Last Sunday we made our way through Joel 2.1-27 in our congregational worship. In so doing, we addressed the nature of biblical repentance (specifically, vv12-17). Perhaps you may benefit from a particular aspect of repentance that reverberates through my soul.

Repentance is a corporate responsibility (vv15-17). So important is this that God said it twice (cf. Joel 1.14). For Joel, the act of repentance was not primarily an individual call of returning to God. He didn’t tell everyone to go home and repent. He called God’s people to get together and repent. So important was the gathering that no one had an excuse. No one was exempt from the call for corporate contrition—elders, children, nursing infants (and by implication, their mothers), consummating newlyweds and priests (v16).

How desperately we need the church to live repentantly! We hate sin, return to God and enjoy God’s mercy much more effectively in community. We are not simply individual, cavalier repenters running around in church clothes. We are a community of repentance that relishes and returns to God together. We gather to help one another through our sin, to God in Christ, and to the enjoyment of God’s mercy in Christ.

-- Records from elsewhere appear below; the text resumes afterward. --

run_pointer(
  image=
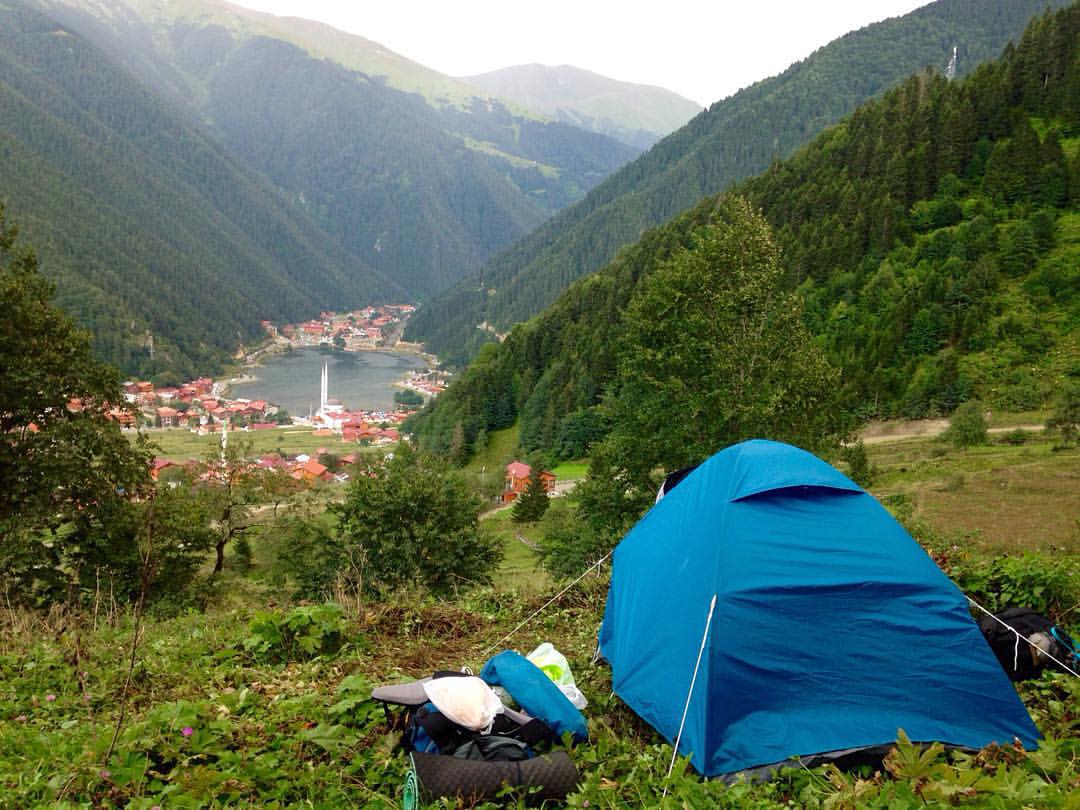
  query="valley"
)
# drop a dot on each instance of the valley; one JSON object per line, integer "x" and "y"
{"x": 321, "y": 369}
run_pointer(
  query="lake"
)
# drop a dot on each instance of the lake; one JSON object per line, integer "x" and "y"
{"x": 361, "y": 381}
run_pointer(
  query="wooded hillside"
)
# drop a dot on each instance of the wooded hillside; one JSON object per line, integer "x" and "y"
{"x": 934, "y": 238}
{"x": 737, "y": 137}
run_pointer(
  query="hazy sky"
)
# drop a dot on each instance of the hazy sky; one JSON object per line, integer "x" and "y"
{"x": 704, "y": 50}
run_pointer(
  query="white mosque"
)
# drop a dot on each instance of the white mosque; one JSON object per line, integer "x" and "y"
{"x": 331, "y": 413}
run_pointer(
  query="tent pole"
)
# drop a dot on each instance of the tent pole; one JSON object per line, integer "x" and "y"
{"x": 693, "y": 679}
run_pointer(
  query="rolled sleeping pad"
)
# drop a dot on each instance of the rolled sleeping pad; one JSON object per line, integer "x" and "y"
{"x": 473, "y": 781}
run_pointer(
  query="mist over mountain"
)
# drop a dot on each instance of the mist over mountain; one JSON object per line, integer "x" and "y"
{"x": 733, "y": 139}
{"x": 164, "y": 244}
{"x": 418, "y": 177}
{"x": 634, "y": 113}
{"x": 932, "y": 238}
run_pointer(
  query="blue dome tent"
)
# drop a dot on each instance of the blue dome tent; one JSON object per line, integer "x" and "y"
{"x": 832, "y": 629}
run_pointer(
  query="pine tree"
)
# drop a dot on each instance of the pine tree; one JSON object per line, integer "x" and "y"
{"x": 532, "y": 502}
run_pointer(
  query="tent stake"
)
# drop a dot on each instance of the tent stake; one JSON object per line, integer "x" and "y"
{"x": 693, "y": 679}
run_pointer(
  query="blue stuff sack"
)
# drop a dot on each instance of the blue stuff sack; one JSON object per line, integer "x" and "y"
{"x": 535, "y": 693}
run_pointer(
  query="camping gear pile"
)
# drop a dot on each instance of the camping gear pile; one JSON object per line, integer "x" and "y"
{"x": 766, "y": 608}
{"x": 1026, "y": 643}
{"x": 466, "y": 743}
{"x": 823, "y": 628}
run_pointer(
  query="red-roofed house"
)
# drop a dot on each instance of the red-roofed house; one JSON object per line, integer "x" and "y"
{"x": 159, "y": 464}
{"x": 517, "y": 481}
{"x": 167, "y": 417}
{"x": 311, "y": 470}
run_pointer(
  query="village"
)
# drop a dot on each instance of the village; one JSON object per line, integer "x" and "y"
{"x": 203, "y": 405}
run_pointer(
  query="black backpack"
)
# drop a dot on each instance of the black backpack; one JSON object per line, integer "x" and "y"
{"x": 1026, "y": 659}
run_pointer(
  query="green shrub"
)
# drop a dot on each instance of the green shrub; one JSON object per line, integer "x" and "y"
{"x": 968, "y": 426}
{"x": 1049, "y": 583}
{"x": 302, "y": 633}
{"x": 1017, "y": 436}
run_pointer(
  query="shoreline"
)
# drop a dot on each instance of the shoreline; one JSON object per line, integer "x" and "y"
{"x": 277, "y": 348}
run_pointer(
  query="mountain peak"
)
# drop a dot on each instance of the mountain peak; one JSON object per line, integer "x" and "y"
{"x": 638, "y": 115}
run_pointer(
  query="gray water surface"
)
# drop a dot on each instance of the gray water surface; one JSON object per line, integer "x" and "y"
{"x": 361, "y": 380}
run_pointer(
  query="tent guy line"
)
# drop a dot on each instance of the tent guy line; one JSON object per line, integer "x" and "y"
{"x": 689, "y": 694}
{"x": 1021, "y": 637}
{"x": 550, "y": 602}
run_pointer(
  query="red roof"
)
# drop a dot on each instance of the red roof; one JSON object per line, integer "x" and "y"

Let’s be specific in light of this text: if repentance means anything to the Christian (church) then congregational prayer must be a priority of every Christian (church member). “Brethren, we shall never see much change for the better in our churches in general till the prayer meeting occupies a higher place in the esteem of Christians” (Spurgeon). (It’s strangely comforting to know that Spurgeon struggled to motivate the church to prayer!)

The Lord’s Prayer is a corporate prayer (Mt 6.9-13). The earliest church was constantly together in prayer (Acts 1.14; 2.42; 4.24). And the earliest church constantly experienced the power of God in miraculous ways.

Let’s be honest. We all like the church praying for us, but very few value praying with the church. We think there is value in the church praying for us, but we see no value in gathering with the church to pray for others. And we limp along, struggle with sin, grow distant from God, worship apathetically, our souls grow bone dry and we wonder why. Are you gathering with God’s people to cry out to God?

Most church folk have no problem attending 7 Bible studies during the week. We certainly have no problem gathering for fellowship and meals. We do have a glaring problem gathering to pray and to pray repentantly. And if we are not gathering to pray, we are not taking repentance seriously.

America doesn’t need the church to point fingers at elected officials and lobby Congress and litigate morality. America needs the church to hit her knees in true repentance—taking seriously the gravity of our sin, our devotion to God’s glory and dependence on God’s mercy (1 Pt 4.17).

Dear church, let us proclaim a solemn assembly. Let us gather the people. Let us sanctify the congregation. Gather the children and the new parents. Let the newlyweds come back from their honeymoon. Let the teachers come out of their rooms. Let the coaches come off their fields. Let the soldiers come out of their posts. Let the mechanics come out of their shops. Let the executives come out of their offices. Let the retirees come out of their retirement. Let the teenagers come out of their silliness. Let the pastors come out of their books. Let the sinners come out of their sin.

And let us say, ‘Spare your people, O LORD, and do not make us a disgrace, a byword among the nations. Why should they say, ‘Where is their God? For your name’s sake, O God, act in your own self-interest that we would be saved!’ Amen.